Era sábado por la noche y a través de las paredes se podía oír a mi vecina, Angela Anselmo, gritar por la ventana a sus pequeños: el de ocho años, una joven promesa del violín, y el mayor convertido de pronto en virtuoso de la música a la tierna edad de trece años. Angela estaba preparando la cena y el olor a ajo que escapaba de su cocina se colaba con facilidad por la rendija de más de dos centímetros que había bajo mi puerta. Veronica y yo descansábamos sobre la cama, comprada en las rebajas, al igual que el colchón; no había otro sitio donde sentarse. Aunque todavía me cabreaba el recuerdo de los discos y las novelas, por primera vez me alegré de que Dorcas se hubiera quedado con todos los muebles; así tenía a Veronica más cerca, jugueteando con mi mejilla.
—¿Crees que Lomax se lo va a tomar muy mal? —pregunté.
—Bastante mal, supongo.
—Quizá debería ponerme con la historia del perro este fin de semana.
—No, nada de trabajar este fin de semana. Solo tú y yo. Me lo prometiste —insistió Veronica.
—Siempre y cuando no haya ningún otro incendio en Mount Hope —apunté.
—De acuerdo. Siempre y cuando no haya otro incendio —asintió ella.
—Espero que las fotos de los incendios me sirvan de algo.
—¿Qué esperas encontrar?
—El mismo rostro repetido en varios de los incendios.
—¿Un pirómano?
—Tal vez. Les gusta pasearse a admirar su obra.
—Mulligan.
—¿Sí?
—¿Podríamos hablar de otro tema? —me pidió mientras continuaba haciéndome cosquillas.
—Está bien. Qué tal si me cuentas de dónde has conseguido las declaraciones secretas del Gran Jurado.
—Ni lo sueñes, guapo.
—¿No querías cambiar de tema? —protesté.
—Sí, pero pregúntame otra cosa.
—Está bien, ¿te tiñes el pelo?
—No. Ahora me toca a mí. ¿Cómo va el divorcio?
—He tenido una bonita conversación con Dorcas sobre ese asunto esta misma mañana.
—¿Y?
—A menos que acceda a pagarle una pensión de por vida, alegará que le pegaba.
—Bueno, eso lo lleva diciendo dos años, Liam.
—Te dije que no me llamaras así.
—Pero es que me gusta.
—Pues a mí no.
—No tiene nada de malo, cariño.
Pero sí que lo tenía. Era el nombre de mi abuelo. Y cada vez que lo escuchaba veía una silueta dibujada con tiza en una acera manchada de sangre. Como no quería ahondar en el asunto, me limité a menear la cabeza.

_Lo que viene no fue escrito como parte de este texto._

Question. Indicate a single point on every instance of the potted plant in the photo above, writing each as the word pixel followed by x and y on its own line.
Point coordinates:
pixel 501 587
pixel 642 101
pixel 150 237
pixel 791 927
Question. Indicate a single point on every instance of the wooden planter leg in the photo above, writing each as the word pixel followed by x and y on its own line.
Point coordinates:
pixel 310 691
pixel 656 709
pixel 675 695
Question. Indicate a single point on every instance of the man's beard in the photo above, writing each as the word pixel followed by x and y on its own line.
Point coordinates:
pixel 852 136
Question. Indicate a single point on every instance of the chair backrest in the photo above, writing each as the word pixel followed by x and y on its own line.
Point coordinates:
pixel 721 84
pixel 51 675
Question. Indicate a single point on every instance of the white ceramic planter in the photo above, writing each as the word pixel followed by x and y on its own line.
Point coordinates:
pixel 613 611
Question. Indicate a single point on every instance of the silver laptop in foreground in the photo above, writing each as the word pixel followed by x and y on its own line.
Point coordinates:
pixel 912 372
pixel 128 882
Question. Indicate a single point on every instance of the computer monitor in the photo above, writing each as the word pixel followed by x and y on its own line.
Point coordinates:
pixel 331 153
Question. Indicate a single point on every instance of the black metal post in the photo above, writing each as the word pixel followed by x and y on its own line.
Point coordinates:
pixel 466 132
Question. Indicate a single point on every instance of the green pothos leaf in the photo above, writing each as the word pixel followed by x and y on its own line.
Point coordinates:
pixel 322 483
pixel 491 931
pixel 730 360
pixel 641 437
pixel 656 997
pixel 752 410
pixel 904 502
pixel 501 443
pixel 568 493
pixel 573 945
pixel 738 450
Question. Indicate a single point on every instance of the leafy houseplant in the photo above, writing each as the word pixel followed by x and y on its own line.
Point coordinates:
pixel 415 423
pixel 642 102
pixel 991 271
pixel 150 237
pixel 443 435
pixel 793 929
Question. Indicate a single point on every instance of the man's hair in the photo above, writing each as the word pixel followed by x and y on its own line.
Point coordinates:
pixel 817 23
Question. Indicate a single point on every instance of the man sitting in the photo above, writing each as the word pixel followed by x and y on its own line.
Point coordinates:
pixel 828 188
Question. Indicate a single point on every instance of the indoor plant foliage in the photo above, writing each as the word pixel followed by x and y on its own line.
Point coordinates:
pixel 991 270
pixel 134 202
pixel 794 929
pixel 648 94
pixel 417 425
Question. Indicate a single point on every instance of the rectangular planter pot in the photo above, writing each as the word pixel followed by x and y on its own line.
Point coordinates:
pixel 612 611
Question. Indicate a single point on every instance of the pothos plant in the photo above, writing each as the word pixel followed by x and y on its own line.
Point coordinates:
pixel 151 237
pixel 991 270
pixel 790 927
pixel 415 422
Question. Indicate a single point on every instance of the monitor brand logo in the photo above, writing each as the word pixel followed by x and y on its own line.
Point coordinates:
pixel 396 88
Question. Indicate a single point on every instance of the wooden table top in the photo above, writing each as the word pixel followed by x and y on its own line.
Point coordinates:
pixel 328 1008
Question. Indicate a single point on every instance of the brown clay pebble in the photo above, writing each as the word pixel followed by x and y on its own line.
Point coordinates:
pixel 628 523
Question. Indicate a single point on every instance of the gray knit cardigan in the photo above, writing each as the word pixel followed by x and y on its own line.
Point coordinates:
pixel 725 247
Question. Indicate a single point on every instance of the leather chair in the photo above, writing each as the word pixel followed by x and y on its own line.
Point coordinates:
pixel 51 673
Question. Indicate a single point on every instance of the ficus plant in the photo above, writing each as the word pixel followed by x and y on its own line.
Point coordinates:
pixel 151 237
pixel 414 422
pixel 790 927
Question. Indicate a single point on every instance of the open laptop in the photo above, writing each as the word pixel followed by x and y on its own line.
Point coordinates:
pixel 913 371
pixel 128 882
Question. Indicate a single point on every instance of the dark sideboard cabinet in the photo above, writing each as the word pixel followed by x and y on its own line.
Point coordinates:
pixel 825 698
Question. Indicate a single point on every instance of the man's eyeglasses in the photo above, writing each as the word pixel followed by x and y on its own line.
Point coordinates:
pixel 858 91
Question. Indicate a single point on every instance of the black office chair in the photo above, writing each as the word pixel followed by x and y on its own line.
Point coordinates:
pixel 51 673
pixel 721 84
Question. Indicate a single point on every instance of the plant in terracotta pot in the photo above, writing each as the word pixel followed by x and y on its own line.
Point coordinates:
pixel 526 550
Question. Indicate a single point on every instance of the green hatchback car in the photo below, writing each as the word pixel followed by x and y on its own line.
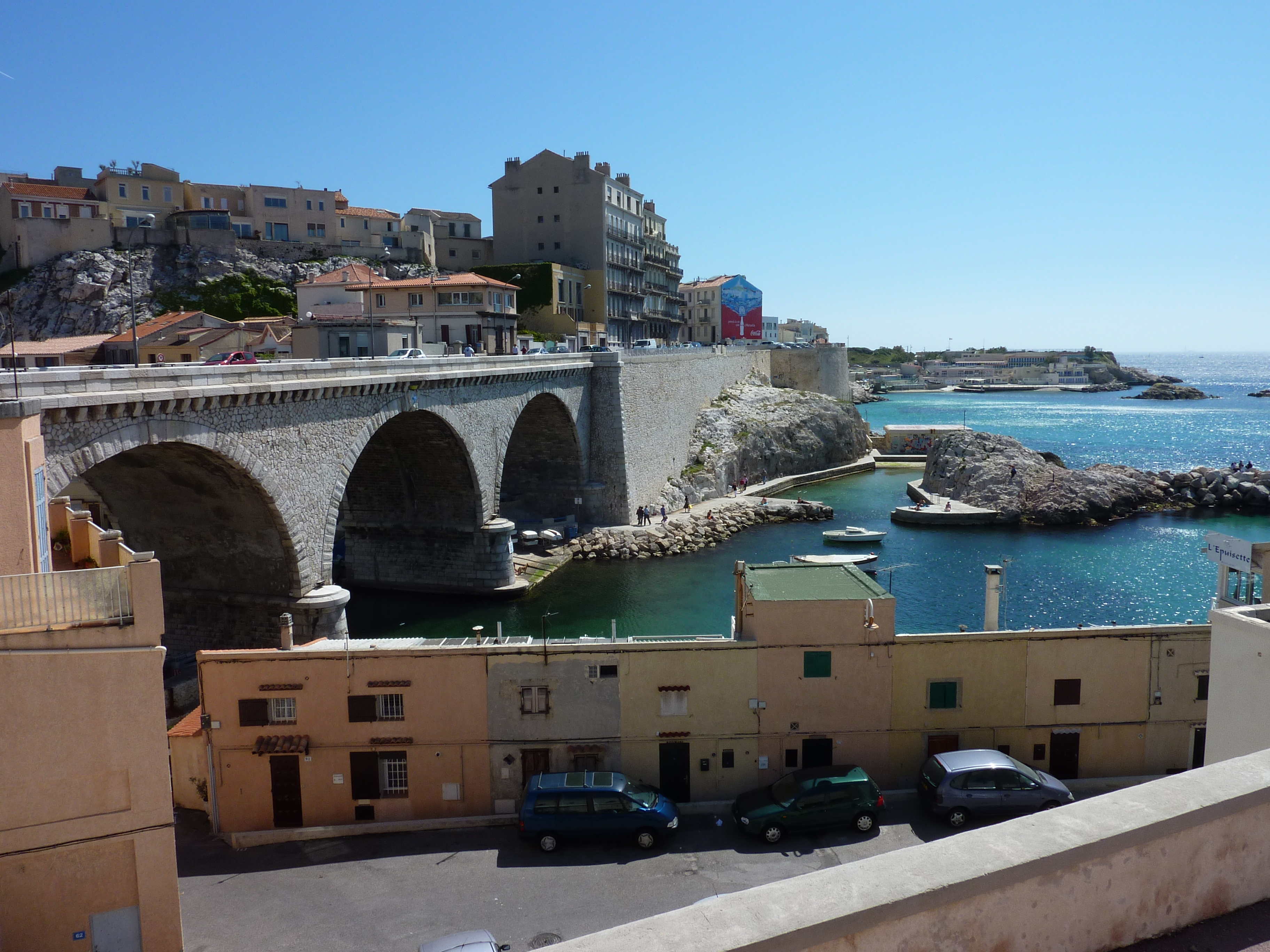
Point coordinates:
pixel 813 799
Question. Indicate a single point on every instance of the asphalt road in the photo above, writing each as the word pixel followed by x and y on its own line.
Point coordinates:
pixel 389 893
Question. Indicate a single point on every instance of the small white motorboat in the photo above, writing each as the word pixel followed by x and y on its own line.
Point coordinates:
pixel 853 533
pixel 837 560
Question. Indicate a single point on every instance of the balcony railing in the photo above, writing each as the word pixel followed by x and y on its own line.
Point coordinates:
pixel 47 600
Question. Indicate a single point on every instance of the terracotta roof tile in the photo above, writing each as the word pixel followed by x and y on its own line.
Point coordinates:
pixel 30 188
pixel 188 727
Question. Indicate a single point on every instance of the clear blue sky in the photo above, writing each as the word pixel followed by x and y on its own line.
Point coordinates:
pixel 1025 174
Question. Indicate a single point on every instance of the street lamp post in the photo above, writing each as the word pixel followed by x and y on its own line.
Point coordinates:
pixel 133 300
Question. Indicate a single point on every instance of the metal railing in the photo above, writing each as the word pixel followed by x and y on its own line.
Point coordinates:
pixel 77 597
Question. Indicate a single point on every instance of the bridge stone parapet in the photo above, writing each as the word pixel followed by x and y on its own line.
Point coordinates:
pixel 260 485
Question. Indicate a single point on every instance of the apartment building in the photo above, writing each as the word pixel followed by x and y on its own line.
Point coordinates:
pixel 723 309
pixel 662 273
pixel 87 848
pixel 553 209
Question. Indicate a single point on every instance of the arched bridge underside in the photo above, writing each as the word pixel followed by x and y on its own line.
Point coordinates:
pixel 248 499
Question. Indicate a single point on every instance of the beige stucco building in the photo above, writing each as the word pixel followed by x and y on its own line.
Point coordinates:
pixel 87 847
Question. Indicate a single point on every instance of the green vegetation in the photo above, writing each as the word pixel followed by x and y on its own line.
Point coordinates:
pixel 233 298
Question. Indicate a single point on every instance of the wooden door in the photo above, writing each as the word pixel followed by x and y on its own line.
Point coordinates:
pixel 285 774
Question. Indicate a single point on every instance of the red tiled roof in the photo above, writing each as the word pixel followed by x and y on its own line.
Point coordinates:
pixel 188 727
pixel 357 213
pixel 55 346
pixel 467 280
pixel 64 192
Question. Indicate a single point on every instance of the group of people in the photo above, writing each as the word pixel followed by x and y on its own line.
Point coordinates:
pixel 646 515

—Veamos, te llamas L. S. A. Mulligan. ¿Qué tal si utilizo alguno de tus segundos nombres? —insistió.
—Está bien, ¿prefieres Seamus o Aloysius?
—¡Uy! —exclamó asombrada—. ¿Qué tal algún apodo?
—Mis compañeros del equipo de baloncesto en la Universidad de Providence solían llamarme «Estofado».
—¿Por qué?
—Ya sabes, por lo de Mulligan Stew[3].
—Vaya, lo siento.
—Gracias.
—Es que me resulta extraño llamarte Mulligan cuando tienes ambas manos sobre mi trasero.
—Es el único nombre al que respondo.
—¿Como Madonna?
—O como Seal.
—Creo que te voy a llamar Liam.
—Preferiría que no lo hicieses.
—Por favooor —suplicó Veronica alargando mucho la «o» y frotando toda su feminidad contra mi entrepierna. No consiguió lo que quería, más bien me olvidé de lo que me estaba preguntando. La giré hasta situarla bajo mi cuerpo y comencé a mordisquear su escote, entre su cuello y el comienzo de sus pechos. Mis manos, torpes, comenzaron a desabrochar el primer botón de su blusa.
—¿Liam?
Decidí ignorarla mientras continuaba desabrochando el segundo botón.
—¿Mulligan?
—¿Um? —murmuré.
—Quiero que primero te hagas la prueba del sida.